Aus dem Stadtteillesebuch von Helmut Dachale und Ulli Schwecke "In der Mitte von Bremen, Burg-Grambke gestern und heute / 1985

Dörfliches wird Städtischer

Grambkermoor zählte zu Anfang des 20 Jahrhunderts nicht zu den reichsten Dörfern im Bremer Umland. Die meisten Bauern waren Kötner, die nicht mehr als 36 Morgen Land besaßen. Das Wort Kötner ist abgeleitet von Kate¸ was kleines Wohnhaus bedeutet.

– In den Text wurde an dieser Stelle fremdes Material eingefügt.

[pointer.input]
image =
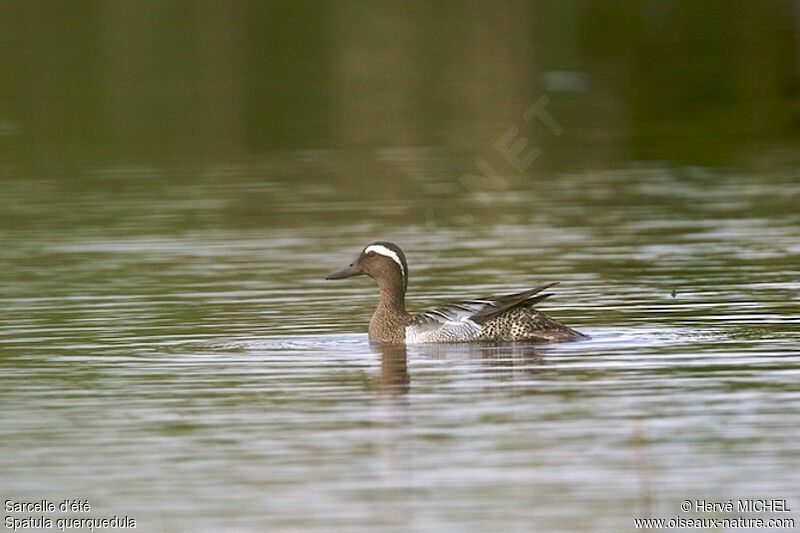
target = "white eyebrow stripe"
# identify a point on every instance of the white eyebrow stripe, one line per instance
(382, 250)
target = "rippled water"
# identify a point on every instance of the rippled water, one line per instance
(171, 352)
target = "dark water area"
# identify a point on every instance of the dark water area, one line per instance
(176, 179)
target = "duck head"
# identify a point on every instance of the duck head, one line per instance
(382, 261)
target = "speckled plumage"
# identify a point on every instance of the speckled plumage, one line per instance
(505, 318)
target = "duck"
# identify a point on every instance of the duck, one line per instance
(504, 318)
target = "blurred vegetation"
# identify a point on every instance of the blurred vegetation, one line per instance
(689, 82)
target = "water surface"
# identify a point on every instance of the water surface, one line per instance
(171, 352)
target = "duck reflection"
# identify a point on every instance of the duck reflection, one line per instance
(511, 358)
(393, 377)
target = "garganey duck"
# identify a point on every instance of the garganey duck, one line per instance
(505, 318)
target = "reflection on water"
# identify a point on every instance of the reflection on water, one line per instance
(170, 351)
(177, 178)
(393, 377)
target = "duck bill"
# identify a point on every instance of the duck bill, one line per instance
(346, 272)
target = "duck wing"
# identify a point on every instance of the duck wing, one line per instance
(480, 310)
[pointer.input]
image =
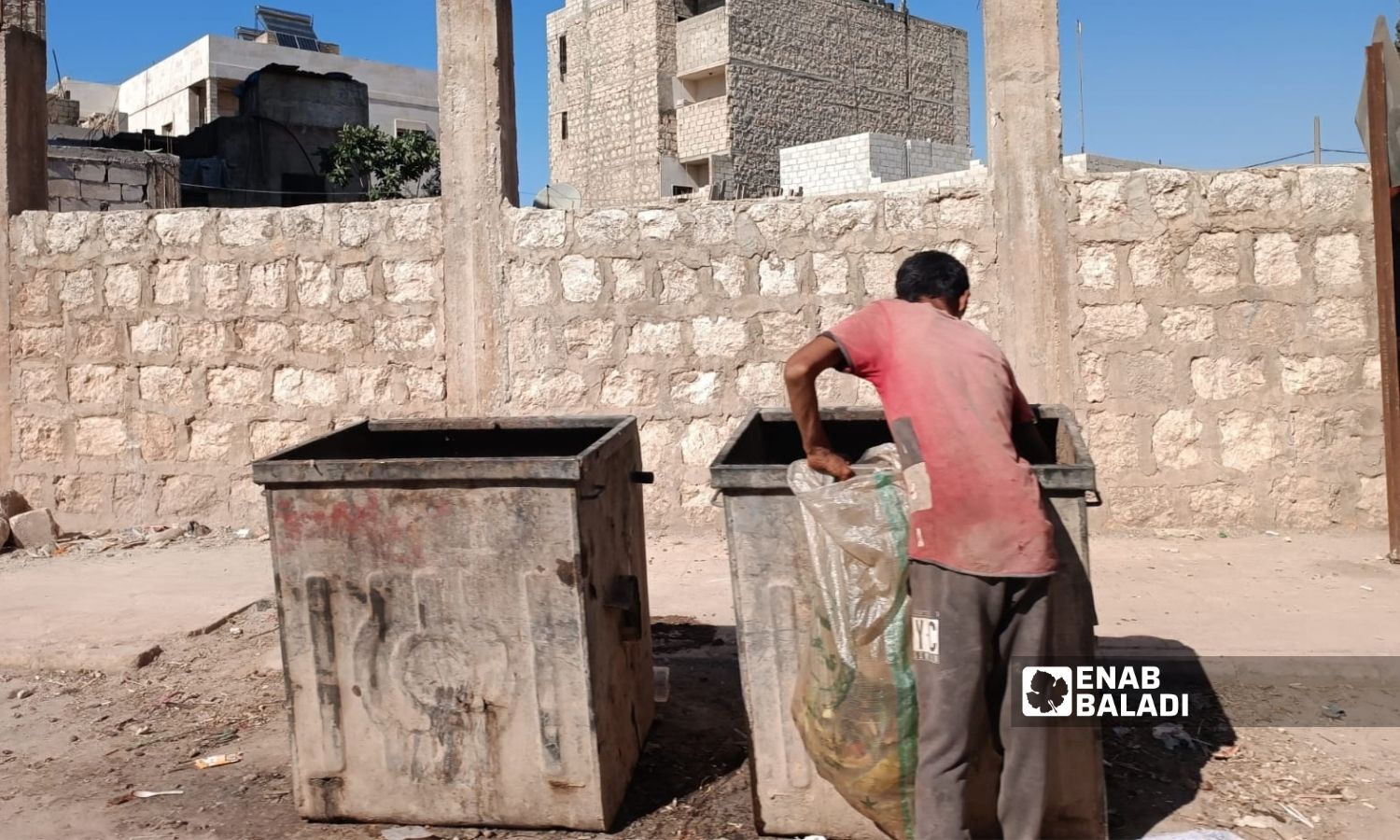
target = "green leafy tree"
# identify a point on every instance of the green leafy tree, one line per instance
(385, 167)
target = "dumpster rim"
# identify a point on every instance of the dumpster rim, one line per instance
(545, 469)
(735, 478)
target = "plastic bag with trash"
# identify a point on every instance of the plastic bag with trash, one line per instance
(854, 702)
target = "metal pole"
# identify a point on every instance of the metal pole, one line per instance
(1084, 140)
(1380, 202)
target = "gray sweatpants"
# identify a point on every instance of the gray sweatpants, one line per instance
(965, 705)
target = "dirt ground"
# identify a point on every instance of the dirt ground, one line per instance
(78, 744)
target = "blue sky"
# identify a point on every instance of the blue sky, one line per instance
(1195, 83)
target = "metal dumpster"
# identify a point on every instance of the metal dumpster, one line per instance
(769, 560)
(464, 619)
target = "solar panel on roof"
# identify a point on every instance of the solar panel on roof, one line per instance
(287, 22)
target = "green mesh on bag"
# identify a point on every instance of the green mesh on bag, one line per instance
(854, 706)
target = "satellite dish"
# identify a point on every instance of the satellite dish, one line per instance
(559, 196)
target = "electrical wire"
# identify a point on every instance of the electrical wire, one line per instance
(272, 192)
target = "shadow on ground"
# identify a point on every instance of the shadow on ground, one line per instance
(700, 735)
(1153, 775)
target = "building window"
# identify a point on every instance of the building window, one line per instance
(411, 126)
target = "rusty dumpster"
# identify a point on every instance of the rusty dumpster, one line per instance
(464, 619)
(769, 563)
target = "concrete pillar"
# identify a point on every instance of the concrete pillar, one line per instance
(476, 94)
(24, 173)
(24, 132)
(210, 101)
(1025, 148)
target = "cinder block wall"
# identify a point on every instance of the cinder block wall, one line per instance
(1224, 332)
(111, 179)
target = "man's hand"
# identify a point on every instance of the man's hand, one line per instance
(831, 464)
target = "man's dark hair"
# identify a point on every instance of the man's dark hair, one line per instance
(931, 274)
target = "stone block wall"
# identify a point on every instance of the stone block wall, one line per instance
(685, 315)
(618, 95)
(156, 355)
(703, 129)
(1226, 346)
(111, 179)
(1224, 336)
(808, 70)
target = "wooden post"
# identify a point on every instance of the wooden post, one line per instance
(1379, 148)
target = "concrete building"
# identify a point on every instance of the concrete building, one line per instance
(882, 162)
(862, 161)
(654, 98)
(199, 84)
(111, 179)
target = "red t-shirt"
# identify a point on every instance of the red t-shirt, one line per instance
(951, 400)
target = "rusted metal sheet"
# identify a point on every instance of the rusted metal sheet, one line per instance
(453, 646)
(769, 562)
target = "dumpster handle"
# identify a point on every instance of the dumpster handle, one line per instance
(626, 596)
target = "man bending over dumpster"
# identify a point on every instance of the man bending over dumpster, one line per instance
(982, 546)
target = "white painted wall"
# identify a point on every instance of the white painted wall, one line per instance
(161, 94)
(92, 97)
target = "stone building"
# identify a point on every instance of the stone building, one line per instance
(655, 98)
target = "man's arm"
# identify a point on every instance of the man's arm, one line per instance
(801, 372)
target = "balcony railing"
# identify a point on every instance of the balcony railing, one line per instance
(703, 42)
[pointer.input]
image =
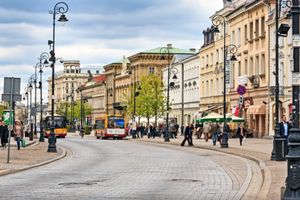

Viele dieser Bauernhöfe in Grambkermoor und auch in Grambke waren aus Meier-Anwesen, also aus abhängigen Verhältnissen im Mittelalter hervorgegangen. Im Mittelalter war es üblich, dass die Grundherrschaft – der Adel, die Kirche und auch die Stadt Bremen – Land und Gebäude gegen Abgaben einem Verwalter, dem Meier überließ. In späterer Zeit wurden Zeit- oder Erbpacht eingeführt, so dass Meierhöfe über Generationen in Familienbesitz blieben. Das bis in die 50er Jahre des 20 Jahrhunderts bewirtschaftete und weit über Grambkermoor hinaus bekannte Haesloopsche Anwesen lässt sich auf ((Meier-Verhältnisse)) bis zum Jahr 1658 zurückverfolgen.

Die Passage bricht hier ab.